Although the portal tells you that your vitamin D levels are “optimal,” it doesn’t tell you why you still feel like you’re walking through waist-high water every morning. To find that out, you need someone who isn’t trying to “clear their queue.” You need a practitioner who views the phone call not as an interruption, but as an intervention. You need a clinic that understands that a conversation can prevent five hours of Google-induced panic. Reassurance is a clinical necessity.

Breaking the Surface

I often think back to Cora N. in her aquarium. She eventually convinced her supervisor to let her wear a full-face mask with an integrated radio. It was more expensive, more difficult to maintain, and technically “less efficient” because she spent more time talking and less time scrubbing.

CORA’S RADIO MASK

IMPROVED HEALTH

Input Cost

Higher / Less Efficient

Ecosystem Outcome

Optimal Thriving

Although the accountants hated it, the health of the tanks improved almost immediately. She could report the subtle changes in the water, the strange behavior of the rays, the tiny cracks in the rockwork that a hand signal would never capture. She found her voice underwater, and in doing so, she became a better diver.

We must do the same in our clinics. We have to stop pretending that a text message is a substitute for a human tone. We have to value the unhurried conversation, the follow-up call, and the direct line of communication that doesn’t require a login and a password.

Although the world is moving toward a future of automated “wellness,” the most advanced clinical therapy remains the same as it has always been: one person, sitting with another person, truly listening. The portal is a glass wall built to stop the voice from reaching the fear.

If you find yourself lost in a sea of automated replies and “no-reply” emails, remember that you have the right to a different kind of care. You have the right to a physician-led practice that values your story as much as your stats.

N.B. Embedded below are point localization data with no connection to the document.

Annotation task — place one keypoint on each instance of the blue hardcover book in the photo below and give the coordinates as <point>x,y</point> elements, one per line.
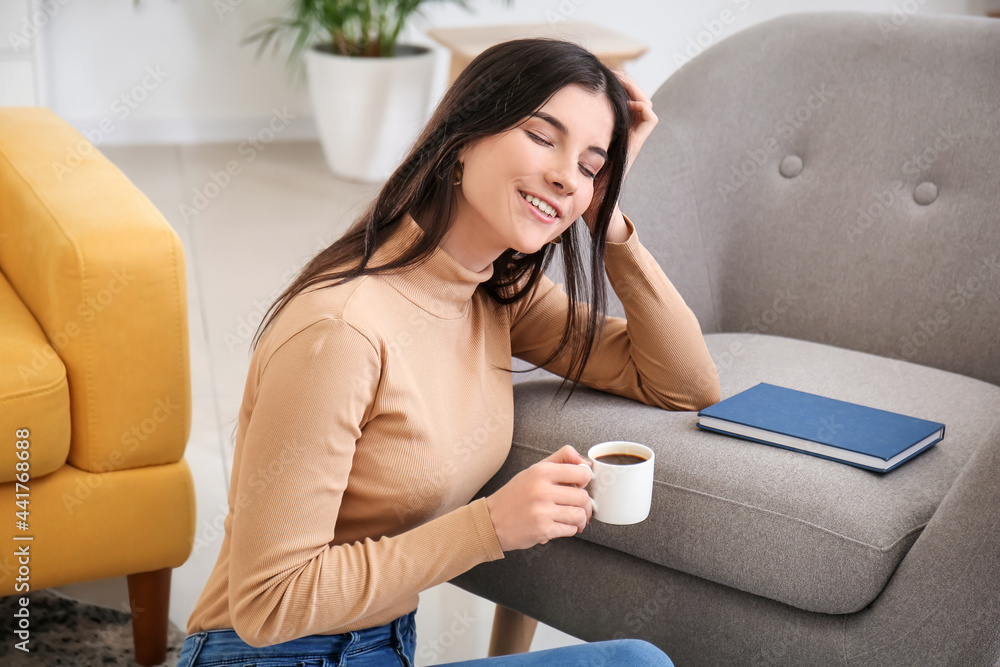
<point>855,434</point>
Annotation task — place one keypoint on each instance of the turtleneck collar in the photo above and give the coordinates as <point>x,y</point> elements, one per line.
<point>441,285</point>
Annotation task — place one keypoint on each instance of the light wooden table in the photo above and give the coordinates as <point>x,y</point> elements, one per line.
<point>613,48</point>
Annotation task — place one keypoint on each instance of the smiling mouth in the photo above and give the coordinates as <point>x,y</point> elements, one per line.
<point>548,213</point>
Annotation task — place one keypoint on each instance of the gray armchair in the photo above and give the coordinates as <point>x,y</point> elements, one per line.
<point>824,191</point>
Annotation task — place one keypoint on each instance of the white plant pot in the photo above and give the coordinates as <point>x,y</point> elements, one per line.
<point>369,111</point>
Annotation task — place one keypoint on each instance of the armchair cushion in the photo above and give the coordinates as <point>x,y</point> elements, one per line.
<point>815,534</point>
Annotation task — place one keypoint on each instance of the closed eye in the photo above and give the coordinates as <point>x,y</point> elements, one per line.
<point>538,139</point>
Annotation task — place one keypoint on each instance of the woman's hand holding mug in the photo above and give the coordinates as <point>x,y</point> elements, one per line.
<point>544,501</point>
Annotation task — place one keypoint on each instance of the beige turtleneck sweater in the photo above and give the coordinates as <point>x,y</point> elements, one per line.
<point>372,414</point>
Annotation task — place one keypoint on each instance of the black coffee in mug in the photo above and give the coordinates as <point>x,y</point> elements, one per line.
<point>621,459</point>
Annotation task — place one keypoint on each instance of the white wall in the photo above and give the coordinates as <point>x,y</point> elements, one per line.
<point>173,71</point>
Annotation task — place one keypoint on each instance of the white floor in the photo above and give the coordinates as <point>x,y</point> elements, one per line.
<point>244,237</point>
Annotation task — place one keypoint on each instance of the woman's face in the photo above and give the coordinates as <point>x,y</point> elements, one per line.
<point>554,156</point>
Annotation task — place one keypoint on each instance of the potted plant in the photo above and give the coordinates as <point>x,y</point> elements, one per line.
<point>370,94</point>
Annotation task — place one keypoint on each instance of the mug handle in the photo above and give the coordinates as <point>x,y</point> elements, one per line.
<point>593,502</point>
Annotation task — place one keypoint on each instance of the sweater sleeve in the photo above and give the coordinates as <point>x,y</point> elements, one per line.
<point>288,578</point>
<point>656,354</point>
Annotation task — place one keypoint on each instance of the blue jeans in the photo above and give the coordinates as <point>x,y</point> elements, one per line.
<point>394,645</point>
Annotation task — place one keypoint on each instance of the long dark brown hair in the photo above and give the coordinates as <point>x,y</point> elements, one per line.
<point>498,91</point>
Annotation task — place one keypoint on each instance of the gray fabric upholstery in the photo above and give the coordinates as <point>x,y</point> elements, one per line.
<point>794,256</point>
<point>811,533</point>
<point>824,180</point>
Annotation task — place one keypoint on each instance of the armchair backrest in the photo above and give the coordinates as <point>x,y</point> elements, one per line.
<point>834,177</point>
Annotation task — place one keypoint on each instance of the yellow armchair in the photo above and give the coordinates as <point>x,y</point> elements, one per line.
<point>95,398</point>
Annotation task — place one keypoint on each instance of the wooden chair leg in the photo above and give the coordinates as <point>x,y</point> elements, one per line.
<point>512,632</point>
<point>149,598</point>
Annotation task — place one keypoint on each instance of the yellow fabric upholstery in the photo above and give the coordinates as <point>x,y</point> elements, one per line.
<point>33,390</point>
<point>93,362</point>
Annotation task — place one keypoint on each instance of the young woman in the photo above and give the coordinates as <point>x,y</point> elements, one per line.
<point>379,396</point>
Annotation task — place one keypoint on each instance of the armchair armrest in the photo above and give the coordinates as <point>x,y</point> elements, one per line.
<point>103,274</point>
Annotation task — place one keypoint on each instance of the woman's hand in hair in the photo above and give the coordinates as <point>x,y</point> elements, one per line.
<point>641,125</point>
<point>544,501</point>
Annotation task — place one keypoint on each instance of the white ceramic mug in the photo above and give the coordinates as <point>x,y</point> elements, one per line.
<point>621,493</point>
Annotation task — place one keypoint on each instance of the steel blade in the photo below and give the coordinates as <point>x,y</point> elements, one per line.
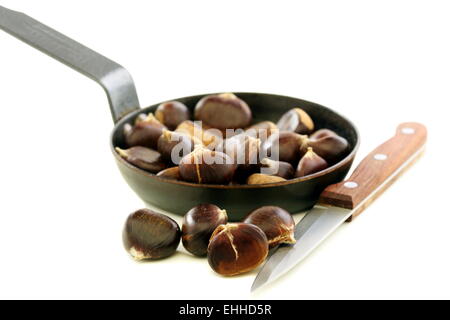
<point>315,227</point>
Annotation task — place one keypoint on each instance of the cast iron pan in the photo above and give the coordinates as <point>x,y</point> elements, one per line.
<point>176,196</point>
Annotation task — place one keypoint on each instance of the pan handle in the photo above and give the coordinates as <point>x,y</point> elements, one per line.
<point>115,79</point>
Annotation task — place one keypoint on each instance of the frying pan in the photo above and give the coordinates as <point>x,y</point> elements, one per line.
<point>177,196</point>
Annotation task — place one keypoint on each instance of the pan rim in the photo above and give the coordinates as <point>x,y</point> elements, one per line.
<point>334,167</point>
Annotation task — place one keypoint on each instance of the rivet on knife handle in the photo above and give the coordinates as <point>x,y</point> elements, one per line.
<point>378,170</point>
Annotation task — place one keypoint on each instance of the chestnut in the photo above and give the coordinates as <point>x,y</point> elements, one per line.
<point>277,168</point>
<point>296,120</point>
<point>140,117</point>
<point>175,145</point>
<point>144,158</point>
<point>237,248</point>
<point>223,111</point>
<point>172,113</point>
<point>209,138</point>
<point>289,145</point>
<point>321,133</point>
<point>170,173</point>
<point>145,133</point>
<point>206,166</point>
<point>150,235</point>
<point>199,224</point>
<point>310,163</point>
<point>328,144</point>
<point>275,222</point>
<point>259,178</point>
<point>262,130</point>
<point>243,149</point>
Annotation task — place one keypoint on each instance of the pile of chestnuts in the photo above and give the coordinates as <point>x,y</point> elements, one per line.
<point>224,147</point>
<point>231,248</point>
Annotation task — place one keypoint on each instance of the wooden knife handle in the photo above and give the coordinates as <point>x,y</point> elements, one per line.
<point>378,170</point>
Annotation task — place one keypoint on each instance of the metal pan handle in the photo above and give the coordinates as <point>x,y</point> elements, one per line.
<point>115,79</point>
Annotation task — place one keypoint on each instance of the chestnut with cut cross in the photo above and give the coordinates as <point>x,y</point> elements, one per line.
<point>237,248</point>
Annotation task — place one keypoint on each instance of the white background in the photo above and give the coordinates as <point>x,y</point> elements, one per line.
<point>63,202</point>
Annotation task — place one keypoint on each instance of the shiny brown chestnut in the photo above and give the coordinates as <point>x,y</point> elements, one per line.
<point>199,224</point>
<point>223,111</point>
<point>140,117</point>
<point>170,173</point>
<point>243,149</point>
<point>150,235</point>
<point>172,113</point>
<point>291,146</point>
<point>275,222</point>
<point>206,166</point>
<point>329,145</point>
<point>262,130</point>
<point>277,168</point>
<point>237,248</point>
<point>296,120</point>
<point>259,178</point>
<point>175,145</point>
<point>210,138</point>
<point>144,158</point>
<point>310,163</point>
<point>145,133</point>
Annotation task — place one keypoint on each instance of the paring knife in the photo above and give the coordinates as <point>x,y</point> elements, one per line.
<point>344,201</point>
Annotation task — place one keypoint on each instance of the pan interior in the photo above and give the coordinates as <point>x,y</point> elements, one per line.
<point>264,107</point>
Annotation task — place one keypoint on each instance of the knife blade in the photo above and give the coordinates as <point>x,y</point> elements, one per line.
<point>344,201</point>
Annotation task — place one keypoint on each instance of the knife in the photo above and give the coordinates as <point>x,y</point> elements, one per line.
<point>345,200</point>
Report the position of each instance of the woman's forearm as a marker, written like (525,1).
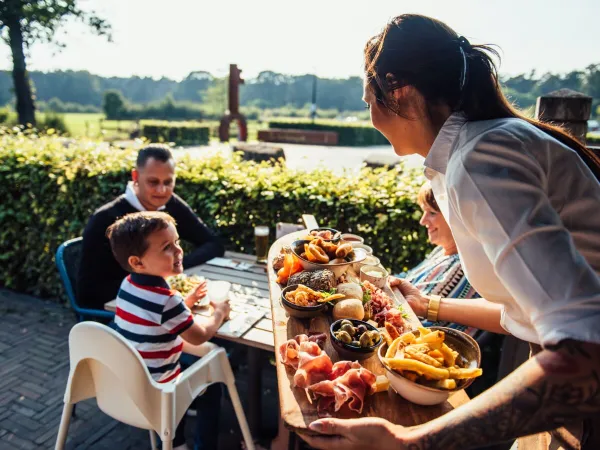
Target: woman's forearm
(548,391)
(476,312)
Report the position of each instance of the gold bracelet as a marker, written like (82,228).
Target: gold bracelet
(433,308)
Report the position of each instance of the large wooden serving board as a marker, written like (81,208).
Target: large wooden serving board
(296,410)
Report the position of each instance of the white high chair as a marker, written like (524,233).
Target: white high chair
(104,365)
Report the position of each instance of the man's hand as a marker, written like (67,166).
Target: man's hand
(358,434)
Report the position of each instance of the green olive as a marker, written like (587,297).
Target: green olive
(365,340)
(348,328)
(375,336)
(343,336)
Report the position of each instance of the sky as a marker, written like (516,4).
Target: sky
(171,38)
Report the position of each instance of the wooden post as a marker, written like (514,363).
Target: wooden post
(567,108)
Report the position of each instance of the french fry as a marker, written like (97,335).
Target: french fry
(393,349)
(417,366)
(461,374)
(445,384)
(410,376)
(382,383)
(449,355)
(408,338)
(436,354)
(421,356)
(435,339)
(421,348)
(386,336)
(423,331)
(392,330)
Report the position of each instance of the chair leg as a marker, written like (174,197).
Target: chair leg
(153,445)
(64,426)
(239,412)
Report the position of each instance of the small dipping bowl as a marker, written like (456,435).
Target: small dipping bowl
(368,249)
(375,275)
(349,237)
(300,312)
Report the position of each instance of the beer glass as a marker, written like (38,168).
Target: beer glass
(261,236)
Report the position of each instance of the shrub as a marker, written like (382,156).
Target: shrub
(352,135)
(52,121)
(49,191)
(4,115)
(181,133)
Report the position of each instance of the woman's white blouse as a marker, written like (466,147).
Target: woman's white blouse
(524,210)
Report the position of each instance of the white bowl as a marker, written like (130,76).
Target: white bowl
(218,291)
(337,269)
(411,391)
(349,237)
(368,249)
(380,281)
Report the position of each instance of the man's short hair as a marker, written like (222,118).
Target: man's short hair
(128,236)
(160,152)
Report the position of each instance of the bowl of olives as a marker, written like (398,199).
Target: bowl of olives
(354,339)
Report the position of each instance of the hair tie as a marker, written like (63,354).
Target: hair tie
(463,44)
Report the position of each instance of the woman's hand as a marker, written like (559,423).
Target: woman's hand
(415,298)
(358,434)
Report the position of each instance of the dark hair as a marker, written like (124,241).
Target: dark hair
(128,235)
(427,198)
(160,152)
(424,53)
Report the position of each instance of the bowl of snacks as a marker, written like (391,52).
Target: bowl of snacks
(354,339)
(349,237)
(317,254)
(424,366)
(303,302)
(327,234)
(374,274)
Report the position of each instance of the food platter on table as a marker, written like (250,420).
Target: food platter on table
(320,269)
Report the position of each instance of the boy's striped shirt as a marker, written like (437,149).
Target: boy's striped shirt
(151,317)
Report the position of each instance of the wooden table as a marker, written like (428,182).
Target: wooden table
(296,411)
(251,290)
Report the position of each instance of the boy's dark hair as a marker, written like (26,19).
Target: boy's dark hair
(160,152)
(128,236)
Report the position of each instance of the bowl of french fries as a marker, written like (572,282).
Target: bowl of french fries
(425,365)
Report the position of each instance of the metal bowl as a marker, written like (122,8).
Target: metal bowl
(351,352)
(468,351)
(338,269)
(300,312)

Whether it’s hormone balancing, PRP regenerative medicine, or allergy desensitization, the technical skill must be matched by a human presence. Although the portal is a tool, it should never be the primary point of contact.

We need to pick up the phone. We need to hear each other. We need to stop mistaking the map for the territory and the message for the man. The most important lab result is how the patient actually feels.